A Hacktivist Hype Machine

Russian information warfare and influence operations experts with whom WIRED shared the full text of the interview noted that, despite Cyber Army of Russia’s claims of acting as an independent grassroots organization, it closely adheres to both Russian government talking points as well the Russian military’s published information warfare doctrine. The group’s rhetoric about changing “minds and hearts” beyond the front lines of a conflict through attacks targeting civilian infrastructure mirrors a well-known paper on “information confrontation” by Russian military general Valery Gerasimov, for instance. Other portions of Julia’s comments—an unprompted polemic against “non-traditional sexual relations” and a description of Russia as a conservative cultural “Noah’s Ark of the 21st century”—echo similar statements made by Russian leaders and Russian state media.

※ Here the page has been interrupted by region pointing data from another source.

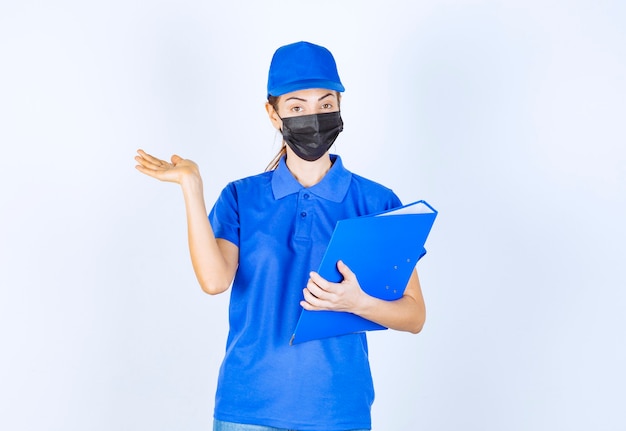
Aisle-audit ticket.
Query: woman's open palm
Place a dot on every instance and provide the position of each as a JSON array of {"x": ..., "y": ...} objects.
[{"x": 173, "y": 171}]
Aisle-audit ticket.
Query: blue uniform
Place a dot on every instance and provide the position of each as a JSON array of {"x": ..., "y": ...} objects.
[{"x": 282, "y": 230}]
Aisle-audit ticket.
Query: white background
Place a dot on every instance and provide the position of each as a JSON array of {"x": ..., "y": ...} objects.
[{"x": 507, "y": 116}]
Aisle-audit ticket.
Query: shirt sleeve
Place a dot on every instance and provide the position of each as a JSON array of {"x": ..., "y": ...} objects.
[{"x": 224, "y": 217}]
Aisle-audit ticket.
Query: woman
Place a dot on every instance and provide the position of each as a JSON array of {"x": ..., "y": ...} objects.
[{"x": 265, "y": 235}]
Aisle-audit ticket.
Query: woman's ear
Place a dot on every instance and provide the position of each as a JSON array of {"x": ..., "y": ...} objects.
[{"x": 274, "y": 118}]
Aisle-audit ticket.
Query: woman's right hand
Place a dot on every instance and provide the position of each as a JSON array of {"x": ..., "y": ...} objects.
[{"x": 175, "y": 171}]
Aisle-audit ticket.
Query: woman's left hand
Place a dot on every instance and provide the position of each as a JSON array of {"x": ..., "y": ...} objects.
[{"x": 321, "y": 294}]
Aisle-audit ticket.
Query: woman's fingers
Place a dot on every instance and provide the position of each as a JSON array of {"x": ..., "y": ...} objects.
[{"x": 150, "y": 161}]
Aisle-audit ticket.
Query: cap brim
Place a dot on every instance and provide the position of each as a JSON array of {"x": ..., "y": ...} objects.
[{"x": 305, "y": 85}]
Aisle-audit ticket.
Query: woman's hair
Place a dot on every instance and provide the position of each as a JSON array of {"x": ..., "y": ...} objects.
[{"x": 273, "y": 100}]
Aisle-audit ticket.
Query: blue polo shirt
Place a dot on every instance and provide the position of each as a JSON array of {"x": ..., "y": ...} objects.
[{"x": 282, "y": 230}]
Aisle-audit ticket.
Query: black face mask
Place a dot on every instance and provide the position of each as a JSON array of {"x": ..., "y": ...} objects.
[{"x": 310, "y": 136}]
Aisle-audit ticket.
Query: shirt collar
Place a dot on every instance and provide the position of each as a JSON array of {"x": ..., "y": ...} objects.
[{"x": 333, "y": 186}]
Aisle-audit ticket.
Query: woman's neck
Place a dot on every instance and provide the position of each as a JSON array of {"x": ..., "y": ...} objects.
[{"x": 308, "y": 173}]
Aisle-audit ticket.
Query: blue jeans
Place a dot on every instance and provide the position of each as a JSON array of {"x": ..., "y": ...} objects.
[{"x": 230, "y": 426}]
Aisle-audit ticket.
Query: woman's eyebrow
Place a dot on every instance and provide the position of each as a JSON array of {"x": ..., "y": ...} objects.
[
  {"x": 304, "y": 100},
  {"x": 324, "y": 96}
]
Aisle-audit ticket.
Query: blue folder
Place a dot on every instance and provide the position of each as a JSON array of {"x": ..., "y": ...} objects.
[{"x": 382, "y": 250}]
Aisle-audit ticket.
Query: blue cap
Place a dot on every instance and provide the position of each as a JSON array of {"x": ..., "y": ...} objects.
[{"x": 300, "y": 66}]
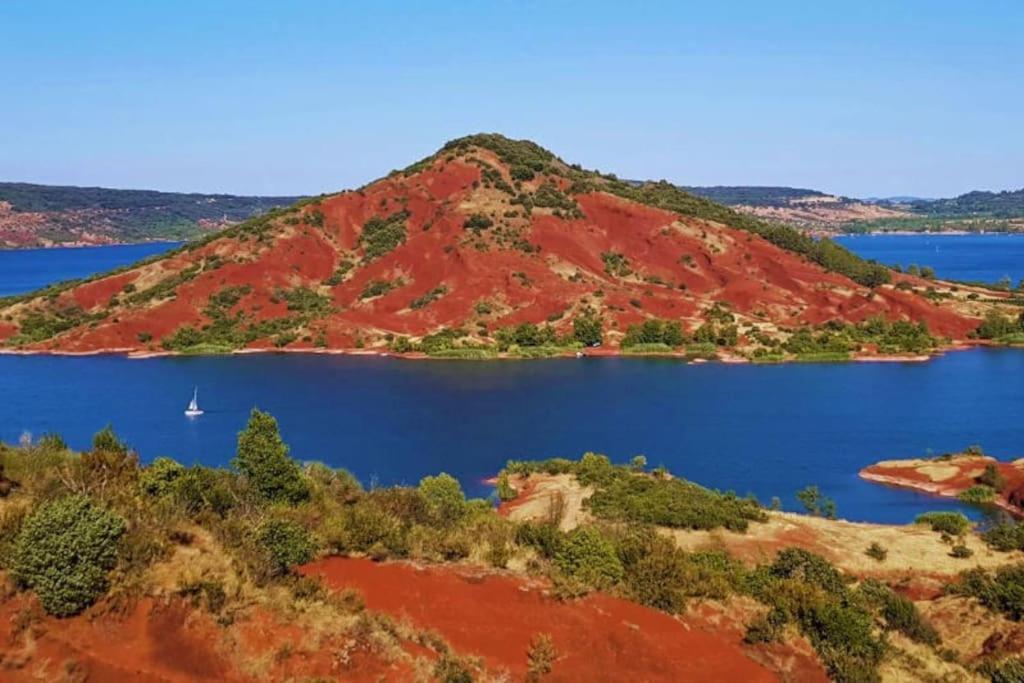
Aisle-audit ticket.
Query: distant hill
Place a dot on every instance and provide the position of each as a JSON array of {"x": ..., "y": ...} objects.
[
  {"x": 487, "y": 244},
  {"x": 753, "y": 195},
  {"x": 1008, "y": 204},
  {"x": 33, "y": 215}
]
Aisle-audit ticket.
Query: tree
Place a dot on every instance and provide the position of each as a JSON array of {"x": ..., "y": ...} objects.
[
  {"x": 587, "y": 331},
  {"x": 816, "y": 504},
  {"x": 262, "y": 457},
  {"x": 443, "y": 495},
  {"x": 105, "y": 439},
  {"x": 64, "y": 552},
  {"x": 588, "y": 556},
  {"x": 287, "y": 544}
]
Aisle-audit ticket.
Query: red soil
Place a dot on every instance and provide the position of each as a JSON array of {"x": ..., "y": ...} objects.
[
  {"x": 156, "y": 642},
  {"x": 496, "y": 616},
  {"x": 148, "y": 643},
  {"x": 681, "y": 265},
  {"x": 913, "y": 474}
]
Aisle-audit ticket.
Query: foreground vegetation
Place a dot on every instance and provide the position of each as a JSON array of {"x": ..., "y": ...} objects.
[{"x": 77, "y": 528}]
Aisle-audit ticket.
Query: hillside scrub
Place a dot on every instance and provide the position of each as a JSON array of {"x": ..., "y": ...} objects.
[
  {"x": 65, "y": 551},
  {"x": 623, "y": 495},
  {"x": 270, "y": 513}
]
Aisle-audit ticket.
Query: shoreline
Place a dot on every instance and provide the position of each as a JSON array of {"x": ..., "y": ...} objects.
[{"x": 725, "y": 358}]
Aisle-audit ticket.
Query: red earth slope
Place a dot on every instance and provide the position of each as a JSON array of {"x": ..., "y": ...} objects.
[{"x": 545, "y": 265}]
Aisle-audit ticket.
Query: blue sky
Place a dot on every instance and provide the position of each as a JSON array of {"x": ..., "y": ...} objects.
[{"x": 861, "y": 98}]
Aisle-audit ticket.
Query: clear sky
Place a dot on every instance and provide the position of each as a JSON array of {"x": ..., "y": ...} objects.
[{"x": 262, "y": 96}]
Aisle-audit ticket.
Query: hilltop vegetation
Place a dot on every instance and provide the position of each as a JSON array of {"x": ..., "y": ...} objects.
[
  {"x": 77, "y": 529},
  {"x": 1009, "y": 204},
  {"x": 752, "y": 195},
  {"x": 48, "y": 215}
]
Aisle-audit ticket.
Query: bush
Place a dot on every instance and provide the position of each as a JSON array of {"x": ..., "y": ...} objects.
[
  {"x": 877, "y": 552},
  {"x": 443, "y": 496},
  {"x": 979, "y": 494},
  {"x": 65, "y": 551},
  {"x": 160, "y": 477},
  {"x": 365, "y": 525},
  {"x": 286, "y": 543},
  {"x": 477, "y": 222},
  {"x": 1008, "y": 671},
  {"x": 992, "y": 478},
  {"x": 1006, "y": 537},
  {"x": 1001, "y": 592},
  {"x": 541, "y": 656},
  {"x": 588, "y": 556},
  {"x": 381, "y": 236},
  {"x": 587, "y": 331},
  {"x": 655, "y": 570},
  {"x": 262, "y": 457},
  {"x": 675, "y": 503},
  {"x": 961, "y": 551},
  {"x": 107, "y": 440},
  {"x": 953, "y": 523},
  {"x": 899, "y": 612}
]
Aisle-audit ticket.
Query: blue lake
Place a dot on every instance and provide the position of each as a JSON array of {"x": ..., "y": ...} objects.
[
  {"x": 985, "y": 258},
  {"x": 26, "y": 269},
  {"x": 762, "y": 429},
  {"x": 767, "y": 430}
]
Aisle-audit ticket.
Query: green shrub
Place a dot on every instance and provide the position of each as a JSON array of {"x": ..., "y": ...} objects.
[
  {"x": 1001, "y": 591},
  {"x": 443, "y": 496},
  {"x": 546, "y": 539},
  {"x": 477, "y": 222},
  {"x": 160, "y": 477},
  {"x": 992, "y": 478},
  {"x": 675, "y": 503},
  {"x": 961, "y": 551},
  {"x": 979, "y": 494},
  {"x": 365, "y": 525},
  {"x": 506, "y": 492},
  {"x": 877, "y": 552},
  {"x": 587, "y": 331},
  {"x": 899, "y": 612},
  {"x": 953, "y": 523},
  {"x": 262, "y": 457},
  {"x": 616, "y": 264},
  {"x": 1009, "y": 671},
  {"x": 286, "y": 543},
  {"x": 202, "y": 488},
  {"x": 1006, "y": 537},
  {"x": 541, "y": 656},
  {"x": 376, "y": 288},
  {"x": 588, "y": 556},
  {"x": 655, "y": 570},
  {"x": 766, "y": 628},
  {"x": 105, "y": 439},
  {"x": 64, "y": 552},
  {"x": 381, "y": 236}
]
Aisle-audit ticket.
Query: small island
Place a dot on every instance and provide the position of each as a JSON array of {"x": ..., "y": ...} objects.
[{"x": 970, "y": 476}]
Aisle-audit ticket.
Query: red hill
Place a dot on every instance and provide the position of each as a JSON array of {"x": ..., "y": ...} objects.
[{"x": 485, "y": 235}]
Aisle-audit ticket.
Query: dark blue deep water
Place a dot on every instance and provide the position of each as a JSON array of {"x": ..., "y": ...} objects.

None of that proves that Cyber Army of Russia has anything more than the thin ties to the GRU that Mandiant uncovered, says Gavin Wilde, a Russia-focused senior fellow at the Carnegie Endowment for International Peace. He argues instead that the group’s comments appear to be an attempt to score points with a potential government sponsor, perhaps in the hopes of gaining a more official relationship. “They’re really trying to hone their messaging, but not for a Western audience, necessarily, so much as to try to put points on the board domestically and with potential political or financial benefactors in Moscow,” he says.

At one point in the interview with WIRED, in fact, Julia explicitly voiced that request for more official government support. “I really hope that the People’s Cyber Army of Russia will have great prospects, that our government agencies will not just pay attention to us, but support our actions, both financially and through the formation of full-fledged cyber troops as part of the Russian Armed Forces,” she wrote.

Outside of the conversation with WIRED, Cyber Army of Russia posts to its Telegram channel in Russian, not English—a strange move for a group that claims to be trying to influence Western politics in its favor. Other Russian influence operations created by the GRU itself, such as the Guccifer 2.0 and DCLeaks fronts created to influence the 2016 presidential election, wrote in English. Even other “hacktivist” groups targeting civilian critical infrastructure, such as Israel-linked Predatory Sparrow, take credit for their attacks in the language of their targets—in Predatory Sparrow’s case, posting to Telegram in Persian in an apparent attempt to influence Iranians.